Addicted(8)



“Chloe, what’s wrong?” When I still don’t respond, she drops onto the floor beside me, her voice growing more urgent with every word she speaks. “What’s going on? Are you hurt? Did you have an accident—”

I laugh then, a harsh, hysterical sort of sound that is torn from deep inside me. It hurts my chest even as it hangs in the air around us.

I want to answer her. I do. If for no other reason than to get her to leave me to lick my wounds in peace. But I can’t. My mouth is dry, too dry to make any coherent noises, and my lips seem to have forgotten how to form words anyway.

I seem to have forgotten everything.

Everything but Ethan and Brandon and the emptiness that stretches between us.

Ethan. His name is a dull blade deep inside of me, a piece of jagged glass that cuts from every edge.

“At least tell me if you’re hurt,” Tori demands, her hands fisting at her sides.

I shake my head before laying my cheek against the cool tile. I’m curled up in a macabre imitation of child’s pose, my knees tucked beneath me, my hips resting on my heels, my face to the floor. Only, there is no peace in this pose for me. No serenity. Only hopelessness and rage and sickness. So much sickness that every breath I take brings a new wave of it.

Brandon. Ethan. Brandon. Ethan.

Their names echo with each beat of my heart.

“Damn it, Chloe! What is going on?” Tori’s face is next to mine now, her green eyes narrow with fear and fury. She looks like an avenging angel—all wrath and vengeance and bright pink hair. At another moment, I might appreciate her determined defense of me. But right now, it just makes me tired. “What did Ethan Frost do to you?” she demands.

Too much. He’s done too much and not enough. He’s ruined me all over again and this time, I can’t even say I didn’t see it coming. Because I did. Oh, God, I did. At the very beginning, when I was fighting this thing between us, I’d known how it would end. I didn’t imagine this—how could I have—but I’d known things wouldn’t end like a Disney fairy tale. Not when my life is so much more Hans Christian Andersen. But even knowing that, I’d let him in, preferring to believe his pretty words and my pathetic heart instead of the hard truths life has taught me again and again and again.

I’m paying for it now. Paying for my foolish optimism and even more foolish emotions. Part of me thinks it’s no more than I deserve. And the rest of me … the rest of me is too destroyed to care.
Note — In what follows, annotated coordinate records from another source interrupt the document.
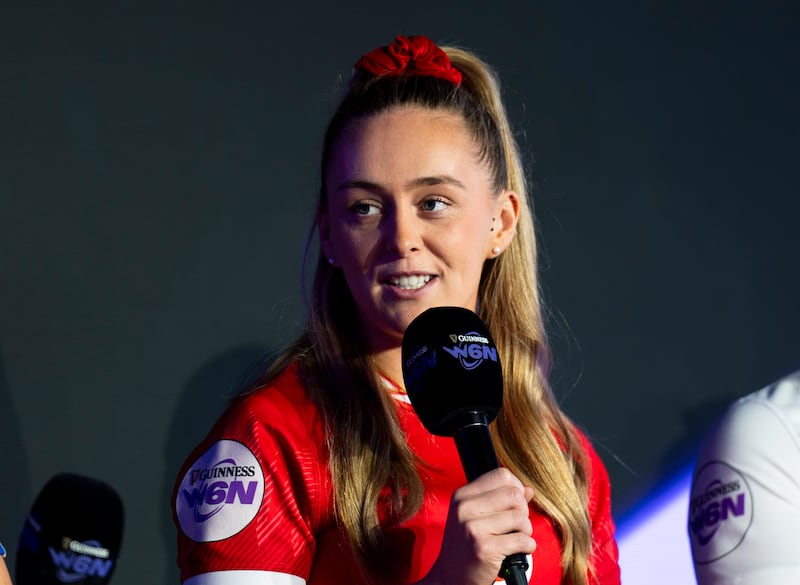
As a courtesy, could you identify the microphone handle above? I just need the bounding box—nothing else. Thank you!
[453,412,528,585]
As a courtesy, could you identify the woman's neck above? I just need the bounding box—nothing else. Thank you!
[372,346,405,388]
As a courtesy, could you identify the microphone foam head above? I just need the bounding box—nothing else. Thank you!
[15,473,124,585]
[402,307,503,437]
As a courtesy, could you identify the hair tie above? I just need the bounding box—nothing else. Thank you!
[355,35,461,85]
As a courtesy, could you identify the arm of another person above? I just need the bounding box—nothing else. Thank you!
[689,374,800,585]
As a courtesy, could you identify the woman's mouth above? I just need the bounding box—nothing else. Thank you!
[387,274,433,290]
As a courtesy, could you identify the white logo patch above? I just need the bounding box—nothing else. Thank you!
[689,461,753,564]
[175,439,264,542]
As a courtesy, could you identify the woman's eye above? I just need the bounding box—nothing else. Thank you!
[350,201,380,215]
[422,197,447,211]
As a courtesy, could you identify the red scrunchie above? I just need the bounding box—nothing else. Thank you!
[355,36,461,85]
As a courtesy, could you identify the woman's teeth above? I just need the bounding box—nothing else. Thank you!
[391,274,432,290]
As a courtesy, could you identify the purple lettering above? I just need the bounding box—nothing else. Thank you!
[206,481,228,506]
[722,494,744,520]
[225,480,258,504]
[181,483,208,508]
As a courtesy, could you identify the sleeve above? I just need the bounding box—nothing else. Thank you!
[582,437,620,585]
[688,384,800,585]
[173,384,328,585]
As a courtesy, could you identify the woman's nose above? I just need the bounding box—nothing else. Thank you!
[384,209,422,256]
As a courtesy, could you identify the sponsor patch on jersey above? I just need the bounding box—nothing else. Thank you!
[175,439,264,542]
[689,461,753,564]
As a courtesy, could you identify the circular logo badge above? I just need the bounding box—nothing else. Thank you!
[175,439,264,542]
[689,461,753,564]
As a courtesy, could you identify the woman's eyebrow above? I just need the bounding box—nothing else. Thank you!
[406,175,466,190]
[336,175,466,193]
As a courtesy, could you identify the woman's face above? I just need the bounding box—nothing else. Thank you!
[320,107,519,351]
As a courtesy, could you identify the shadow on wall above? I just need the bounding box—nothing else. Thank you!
[0,347,33,567]
[159,345,274,584]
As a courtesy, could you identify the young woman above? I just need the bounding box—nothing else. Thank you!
[173,37,619,585]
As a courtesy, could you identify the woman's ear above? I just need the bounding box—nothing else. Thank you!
[487,190,520,258]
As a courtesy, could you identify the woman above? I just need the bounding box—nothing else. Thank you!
[174,37,619,585]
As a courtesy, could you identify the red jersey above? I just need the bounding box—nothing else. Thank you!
[173,366,619,585]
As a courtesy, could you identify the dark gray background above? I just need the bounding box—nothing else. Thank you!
[0,0,800,584]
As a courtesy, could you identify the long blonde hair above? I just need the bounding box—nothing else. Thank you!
[266,40,591,585]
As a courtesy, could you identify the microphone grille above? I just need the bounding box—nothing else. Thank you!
[402,307,503,436]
“I’m fine.” The words are low and gritty as I force them out of my too-tight throat.

Tori snorts. “Yeah. Because that’s totally what I think of when I look at you. Fine.”
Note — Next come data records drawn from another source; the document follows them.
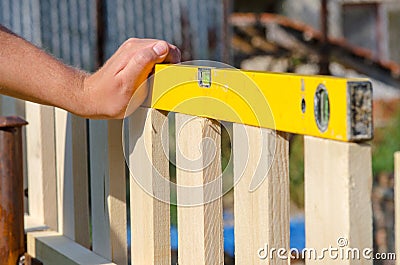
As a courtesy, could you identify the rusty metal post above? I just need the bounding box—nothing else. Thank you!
[0,117,27,265]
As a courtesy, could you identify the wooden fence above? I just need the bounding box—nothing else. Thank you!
[0,94,376,265]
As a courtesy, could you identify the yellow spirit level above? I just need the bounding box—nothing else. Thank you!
[146,65,373,141]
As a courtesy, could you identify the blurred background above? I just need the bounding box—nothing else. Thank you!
[0,0,400,264]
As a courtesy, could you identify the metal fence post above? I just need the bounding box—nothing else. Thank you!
[0,117,27,265]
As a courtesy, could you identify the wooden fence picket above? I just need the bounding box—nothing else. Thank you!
[304,136,373,264]
[176,114,224,265]
[233,124,289,264]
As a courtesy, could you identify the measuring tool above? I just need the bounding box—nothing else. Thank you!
[146,65,373,141]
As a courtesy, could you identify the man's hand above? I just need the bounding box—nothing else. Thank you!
[0,26,180,119]
[80,39,181,118]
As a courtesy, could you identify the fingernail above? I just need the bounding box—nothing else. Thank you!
[153,42,168,56]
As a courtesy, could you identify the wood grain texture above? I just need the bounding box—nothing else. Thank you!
[71,115,91,248]
[27,231,116,265]
[55,109,75,240]
[129,108,171,265]
[26,102,58,230]
[55,109,90,248]
[304,137,372,264]
[176,114,224,265]
[233,124,289,264]
[89,120,112,260]
[394,152,400,265]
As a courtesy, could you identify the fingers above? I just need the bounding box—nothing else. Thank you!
[164,44,181,63]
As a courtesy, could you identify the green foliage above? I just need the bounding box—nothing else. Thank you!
[289,135,304,208]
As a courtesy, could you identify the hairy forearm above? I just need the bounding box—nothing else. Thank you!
[0,26,86,112]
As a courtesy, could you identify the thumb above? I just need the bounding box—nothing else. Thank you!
[123,41,169,81]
She wraps one tattooed arm around my waist, and grabs on to my wrist with her other hand. Before I know it, she’s pulling me off the floor and into a warm, comforting hug.
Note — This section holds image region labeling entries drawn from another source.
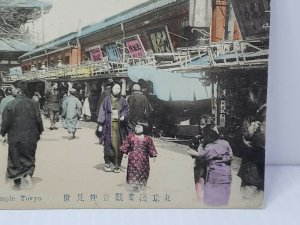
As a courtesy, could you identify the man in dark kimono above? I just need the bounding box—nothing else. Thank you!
[96,79,115,145]
[1,81,44,188]
[97,84,129,173]
[46,83,59,130]
[128,84,153,133]
[96,79,115,117]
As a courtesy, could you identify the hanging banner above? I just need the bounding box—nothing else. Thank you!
[87,46,103,62]
[146,26,174,53]
[124,35,145,58]
[104,42,122,62]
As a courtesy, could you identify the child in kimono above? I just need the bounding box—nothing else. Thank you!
[121,123,157,191]
[188,126,233,206]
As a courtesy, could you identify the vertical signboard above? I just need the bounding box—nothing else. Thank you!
[104,42,122,62]
[87,46,103,62]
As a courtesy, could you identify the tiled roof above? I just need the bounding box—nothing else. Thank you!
[20,0,180,58]
[20,32,77,58]
[0,40,34,52]
[80,0,176,37]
Comfort isn’t her typical modus operandi—her shell’s a little too hard for that—so I figure I must look as bad as I feel. It’s a frightening thought, since currently death feels like it would be a step up.

Still, I squeeze my eyes shut and bury my face in the curve of her neck as the tears come, hot and inescapable.

“It’s okay, Chloe,” she murmurs softly as she rocks me for long minutes. “You’re okay.”

I’m not. Not even close. I don’t have the energy to tell her that right now, though, not when I know it will have to come with an explanation. An explanation I am in no way up to giving.

Tori’s my best friend and has been for the last three years—ever since we met in our freshman biology lab at UC San Diego. But even she doesn’t know about my past. No one here does—except for Ethan, and look what telling him has gotten me.

I take the comfort she offers for as long as I can get away with it, gathering myself a little more with every breath I draw. Finally, when I feel strong enough—when the tears have slowed to a trickle and my lungs no longer feel like they’re being ripped out through my rib cage—I pull away.

“Sorry,” I tell her, my hands flopping uselessly by my sides. “I—”

“Don’t apologize!” she answers firmly. “It’s not your fault Ethan Frost is a total dick. When you didn’t come home last night, I thought he must have come through, but obviously not.”

She crosses to the small, built-in bar in the corner of the room, pulls out a bottle of tequila and pours a couple of shots. “Here,” she says, holding one out to me. “It’ll be good for you.”